I do like the idea of them embracing private clouds with VMM, a logical step when competing against VMware and vCloud, but then I pause. Will Azure ever compete against vCloud? vCloud is designed to allow enterprise customers to build a services-based application bundle in-house (ie running in a private cloud) and then push that entire application service bundle up to a service provider also running VMware and supporting vCloud (ie the public cloud). Build at home, push to the cloud. Makes sense. When people think private cloud, they think vCloud.

But Azure is different than vCloud: it’s a service and development cloud, closer to Google Apps than vCloud. If Azure proper won’t support private clouds (and I’m making a huge leap of assumptions on definitions here, but I’m going with that data I have), either because MS has chosen not to or because private dev clouds don’t make much sense (yet), here’s my question:

Will an enterprise looking at a branded Microsoft cloud solution have to choose between a private cloud vs. Azure? If the goal is to build everything in-house, then a private cloud on VMM makes sense. If the goal is to develop a MS service-based application for and running in the cloud, then Azure makes sense.But these are two distinctly different use cases, a binary decision based on what type of cloud I’m looking for. In other words if I write an app for Azure, do I need a private cloud running on VMM at all? Customers will choose to re-write their application for Azure and possibly choose to run their MS apps completely hosted in Azure – on one of the Azure services listed here – or they’ll build a private cloud in-house and run everything locally.
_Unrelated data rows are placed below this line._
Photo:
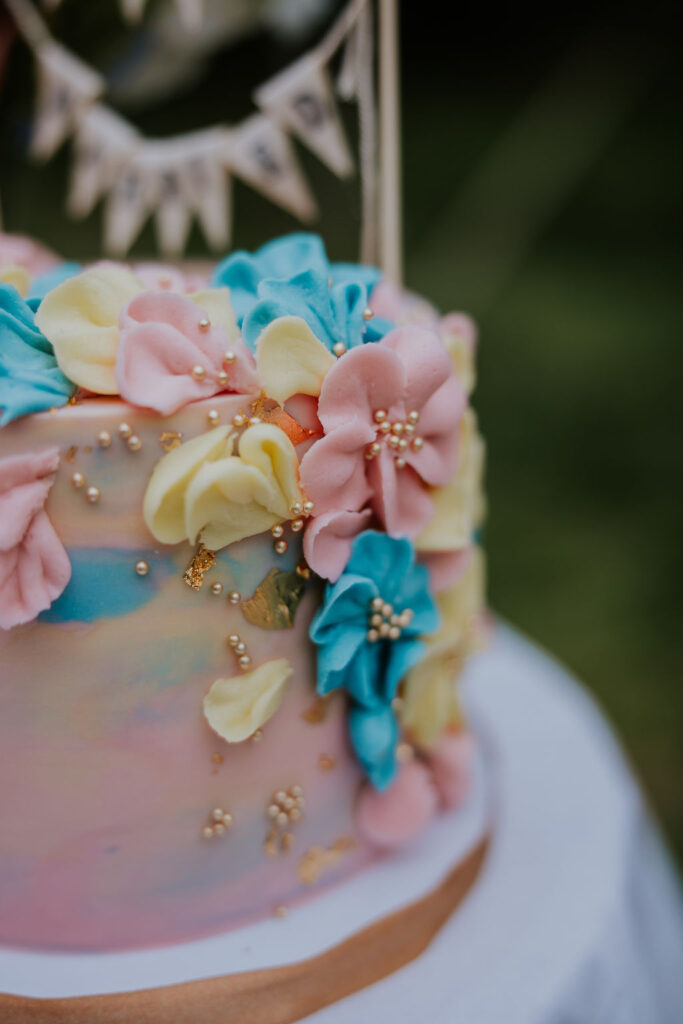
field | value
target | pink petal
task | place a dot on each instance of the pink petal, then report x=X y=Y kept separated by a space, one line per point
x=327 y=543
x=364 y=380
x=160 y=344
x=394 y=817
x=451 y=763
x=333 y=469
x=399 y=498
x=25 y=483
x=426 y=363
I guess my hold up here is getting my brain around the Azure model when compared to vCloud. With vCloud, I get the idea of building my application in-house in a virtualized environment and then shipping that application – lock, stock, and barrel – off to my vCloud provider for remote hosting in the cloud. But Azure is different: if I start building an app from scratch to run on Azure I’m going to build it on Azure, in the cloud already. I won’t need to build it in-house first and ship it anywhere; it’s already there.

Maybe I’m comparing apples to oranges here and I shouldn’t even be thinking about private clouds, yet there is a lot of talk about private clouds from Microsoft – even from Bob Muglia – so I have to somehow equate the two. They’re comparing and contrasting Azure with private clouds, creating a message that they’re the same type of cloud, yet one is for home and one is remote.

Maybe the model will be to build some apps on Azure and run some apps in-house on my VMM private cloud, and then use the new interoperability between 2008 and Azure to let the apps running on Azure become extensions of my private cloud. Maybe my Sharepoint web tier is run in-house but my Sharepoint search and data tiers are run in Azure to keep storage and processing off my network and out of my private cloud.

Does Microsoft have it right in keeping Azure and private clouds completely separate for enterprise customers because they are in fact two different beasts, yet saying they’ll work together? Or is Microsoft comparing the two because it’s not yet sure how customers will use and embrace Azure?